Sean Lennon Explains John Lennon’s Lyrics In “Now and Then”
via The Warning Guardian / Youtube
Sean Ono Lennon recently appeared on X to discuss the history of John Lennon’s words in the most recent Beatles song, “Now and Then.”
On the platform, there has been ongoing discussion about who wrote the lyrics for “Now and Then,” specifically questioning whether John Lennon or Paul McCartney wrote the song for Yoko Ono. A user presented a theory from director Peter Jackson, suggesting that the song initially started as a tribute to Yoko (with evidence from ‘The Lost Weekend’) but later transformed into a reflection on the Beatles. When McCartney was asked directly if the song was about him, he believed it was about Yoko.
Upon seeing this theory, Sean responded to provide clarity:
“If you listen to my dad speak about lyrics, it’s clear he never felt any song was necessarily about one thing. Songs are not essays. Poetry is not journalism. Art is like life multilayered and elusive.”
Lennon’s Shift to Personal Songwriting
John Lennon talked about his just-released album, John Lennon/Plastic Ono Band, in a 1971 Rolling Stone interview, saying he thought it was his most honest effort. He clarified that he began composing songs about his own experiences during the making of this album, which was a departure.

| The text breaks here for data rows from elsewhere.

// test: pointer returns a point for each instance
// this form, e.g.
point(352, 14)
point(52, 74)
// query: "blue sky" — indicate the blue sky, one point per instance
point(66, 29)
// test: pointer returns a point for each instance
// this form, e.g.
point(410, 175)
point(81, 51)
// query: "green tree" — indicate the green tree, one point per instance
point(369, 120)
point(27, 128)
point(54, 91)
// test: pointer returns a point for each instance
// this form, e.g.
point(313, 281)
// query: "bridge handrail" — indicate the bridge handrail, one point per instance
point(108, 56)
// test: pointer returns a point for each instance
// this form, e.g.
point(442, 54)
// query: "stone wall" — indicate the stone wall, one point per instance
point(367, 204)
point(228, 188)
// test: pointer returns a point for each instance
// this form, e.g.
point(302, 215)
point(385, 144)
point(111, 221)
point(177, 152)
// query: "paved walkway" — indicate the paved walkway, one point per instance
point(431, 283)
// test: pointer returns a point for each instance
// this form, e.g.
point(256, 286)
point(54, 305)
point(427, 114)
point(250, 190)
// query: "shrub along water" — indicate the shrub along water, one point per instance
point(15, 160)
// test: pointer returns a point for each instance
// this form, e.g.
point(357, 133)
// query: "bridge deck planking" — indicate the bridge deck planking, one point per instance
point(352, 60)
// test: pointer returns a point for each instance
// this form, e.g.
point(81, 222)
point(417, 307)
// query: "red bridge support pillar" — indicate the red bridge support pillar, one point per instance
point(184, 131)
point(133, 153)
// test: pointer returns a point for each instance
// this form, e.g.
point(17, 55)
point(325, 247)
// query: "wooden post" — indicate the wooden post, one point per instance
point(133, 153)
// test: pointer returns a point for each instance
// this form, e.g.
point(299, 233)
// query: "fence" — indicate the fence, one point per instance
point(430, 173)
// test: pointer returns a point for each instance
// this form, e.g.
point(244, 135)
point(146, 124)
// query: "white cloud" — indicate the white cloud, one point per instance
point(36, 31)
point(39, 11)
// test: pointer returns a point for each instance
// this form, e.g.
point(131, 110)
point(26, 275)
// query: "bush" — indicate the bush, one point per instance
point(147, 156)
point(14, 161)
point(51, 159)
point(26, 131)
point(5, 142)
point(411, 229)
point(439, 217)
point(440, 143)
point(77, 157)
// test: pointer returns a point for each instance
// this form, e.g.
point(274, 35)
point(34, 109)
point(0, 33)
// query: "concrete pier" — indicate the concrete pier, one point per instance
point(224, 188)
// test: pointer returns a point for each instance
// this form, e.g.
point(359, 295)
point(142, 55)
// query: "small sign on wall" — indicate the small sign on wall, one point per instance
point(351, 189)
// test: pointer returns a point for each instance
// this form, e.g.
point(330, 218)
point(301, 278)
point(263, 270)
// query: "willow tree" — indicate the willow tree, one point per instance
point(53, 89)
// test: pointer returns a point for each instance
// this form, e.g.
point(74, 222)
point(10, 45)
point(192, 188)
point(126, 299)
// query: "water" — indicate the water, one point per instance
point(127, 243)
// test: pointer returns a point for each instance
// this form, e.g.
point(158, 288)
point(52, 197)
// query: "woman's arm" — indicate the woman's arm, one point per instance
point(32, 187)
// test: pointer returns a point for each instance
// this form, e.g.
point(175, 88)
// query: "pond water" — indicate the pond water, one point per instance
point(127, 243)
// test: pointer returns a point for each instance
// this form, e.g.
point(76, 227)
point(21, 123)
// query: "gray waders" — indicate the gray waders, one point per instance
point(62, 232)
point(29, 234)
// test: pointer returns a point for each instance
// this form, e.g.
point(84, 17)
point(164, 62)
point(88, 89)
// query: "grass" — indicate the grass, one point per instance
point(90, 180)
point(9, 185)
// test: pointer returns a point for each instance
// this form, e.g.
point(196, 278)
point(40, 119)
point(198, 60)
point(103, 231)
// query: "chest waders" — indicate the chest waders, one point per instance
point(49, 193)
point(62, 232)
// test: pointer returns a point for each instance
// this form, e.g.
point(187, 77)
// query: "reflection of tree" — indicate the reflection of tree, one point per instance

Expressing personal experiences felt more genuine to John, and he revisited some of his older tracks, selecting those he deemed authentic. Lennon revealed:
“I don’t know about anything else, really, and the few true songs I ever wrote were like ‘Help’ and ‘Strawberry Fields.’ I can’t think of them all offhand. They were the ones I always considered my best songs. They were the ones I really wrote from experience and not projecting myself into a situation and writing a nice story about it. I always found that phony, but I’d find occasion to do it because I’d be so hung up, I couldn’t even think about myself.”
John’s Perspective on Writing Lyrics
Lennon admitted in the same 1968 interview that he frequently didn’t completely understand the meaning behind the songs until much later. He compared his method to abstract painting, stressing the dangers of overanalyzing and straining over words, and he suggested that free expression led to a more organic creative process.